By Kelvin Alohan With Agency Report
The Organization of the Petroleum Exporting Countries and its allies known as (OPEC+) have expressed concern that surges in new virus cases in India, Brazil, and Japan might derail recovering demand for crude oil.
The organization which met on Tuesday, a day earlier than previously scheduled, decided to retain the current plan to gradually raise production, amid growing concerns that a surge in COVID-19 cases in some countries could lead to notable oil demand reduction.
OPEC+ in a statement said it decided on the continued implementation of the production adjustment decision of the Apr. 1 meeting during which the decision was made to gradually lift oil production by 350,000 b/d in May, 350,000 b/d in June, and 441,000 b/d in July.
The organization had been holding back around 8 million b/d of output, including Saudi Arabia’s voluntary cut of 1 million b/d, Saudi Arabia also planned to ease its voluntary cut over the 3-month period.
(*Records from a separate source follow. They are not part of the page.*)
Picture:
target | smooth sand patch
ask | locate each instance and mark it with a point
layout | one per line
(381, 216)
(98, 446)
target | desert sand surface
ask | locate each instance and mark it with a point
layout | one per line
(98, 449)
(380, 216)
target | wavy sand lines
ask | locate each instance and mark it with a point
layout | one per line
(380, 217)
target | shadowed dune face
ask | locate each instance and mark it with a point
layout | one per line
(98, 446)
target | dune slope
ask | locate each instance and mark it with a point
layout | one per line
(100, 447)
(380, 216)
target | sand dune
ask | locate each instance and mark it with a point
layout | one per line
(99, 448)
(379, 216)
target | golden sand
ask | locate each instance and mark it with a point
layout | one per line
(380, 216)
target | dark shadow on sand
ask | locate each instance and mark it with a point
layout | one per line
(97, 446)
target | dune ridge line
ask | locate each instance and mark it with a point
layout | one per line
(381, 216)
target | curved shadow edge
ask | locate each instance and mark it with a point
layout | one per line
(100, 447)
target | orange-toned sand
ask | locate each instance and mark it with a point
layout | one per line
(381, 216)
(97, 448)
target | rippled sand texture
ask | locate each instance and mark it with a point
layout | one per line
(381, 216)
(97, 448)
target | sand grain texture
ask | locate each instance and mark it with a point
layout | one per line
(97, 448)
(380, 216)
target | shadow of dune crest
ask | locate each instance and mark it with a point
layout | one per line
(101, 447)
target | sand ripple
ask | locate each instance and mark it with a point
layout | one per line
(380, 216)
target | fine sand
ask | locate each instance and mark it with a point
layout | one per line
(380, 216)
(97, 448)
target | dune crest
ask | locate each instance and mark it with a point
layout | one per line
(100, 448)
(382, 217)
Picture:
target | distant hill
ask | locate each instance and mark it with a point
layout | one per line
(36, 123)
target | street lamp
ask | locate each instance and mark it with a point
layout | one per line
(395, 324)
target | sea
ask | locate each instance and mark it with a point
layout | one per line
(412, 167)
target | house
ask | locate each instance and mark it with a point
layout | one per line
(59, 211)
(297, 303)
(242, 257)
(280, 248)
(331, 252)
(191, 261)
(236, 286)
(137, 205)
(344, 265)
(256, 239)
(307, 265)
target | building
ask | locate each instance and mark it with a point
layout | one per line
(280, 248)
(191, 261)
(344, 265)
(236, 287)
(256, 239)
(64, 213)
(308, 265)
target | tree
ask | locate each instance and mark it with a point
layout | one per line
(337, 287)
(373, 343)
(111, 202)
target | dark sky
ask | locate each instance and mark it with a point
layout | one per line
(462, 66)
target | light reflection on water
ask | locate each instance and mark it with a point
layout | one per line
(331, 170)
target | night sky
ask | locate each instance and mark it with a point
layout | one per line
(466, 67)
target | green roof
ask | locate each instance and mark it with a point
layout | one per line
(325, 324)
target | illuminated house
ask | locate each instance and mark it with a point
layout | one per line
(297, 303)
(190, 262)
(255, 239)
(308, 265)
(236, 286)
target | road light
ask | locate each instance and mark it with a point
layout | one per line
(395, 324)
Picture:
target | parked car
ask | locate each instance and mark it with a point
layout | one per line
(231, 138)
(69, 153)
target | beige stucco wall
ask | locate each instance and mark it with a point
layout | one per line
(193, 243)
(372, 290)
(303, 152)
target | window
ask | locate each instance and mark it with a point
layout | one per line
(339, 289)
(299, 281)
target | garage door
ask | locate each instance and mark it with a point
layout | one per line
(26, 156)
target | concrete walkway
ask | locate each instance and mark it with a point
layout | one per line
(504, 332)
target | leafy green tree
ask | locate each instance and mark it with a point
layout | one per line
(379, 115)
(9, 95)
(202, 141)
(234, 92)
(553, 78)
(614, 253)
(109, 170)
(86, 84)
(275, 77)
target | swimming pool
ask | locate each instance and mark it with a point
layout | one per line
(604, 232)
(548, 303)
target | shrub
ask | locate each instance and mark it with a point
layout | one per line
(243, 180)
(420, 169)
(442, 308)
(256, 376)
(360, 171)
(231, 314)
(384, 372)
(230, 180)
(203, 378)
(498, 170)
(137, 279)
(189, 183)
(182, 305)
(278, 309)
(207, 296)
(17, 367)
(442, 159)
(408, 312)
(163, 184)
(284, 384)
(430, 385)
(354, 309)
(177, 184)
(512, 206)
In total, the group agreed to bring 2.1 million b/d back to the market from May to July, easing cuts to 5.8 million b/d.
The OPEC+ group highlighted the continuing recovery in the global economy, but also noted that, even though more than 1 billion COVID-19 vaccine doses had been administered globally, it was concerned that surges in new virus cases in India, Brazil, and Japan might derail recovering demand for crude.
The group further agreed that the 30th JMMC Meeting and the 17th OPEC and non-OPEC Ministerial Meeting will take place on June 1, 2021.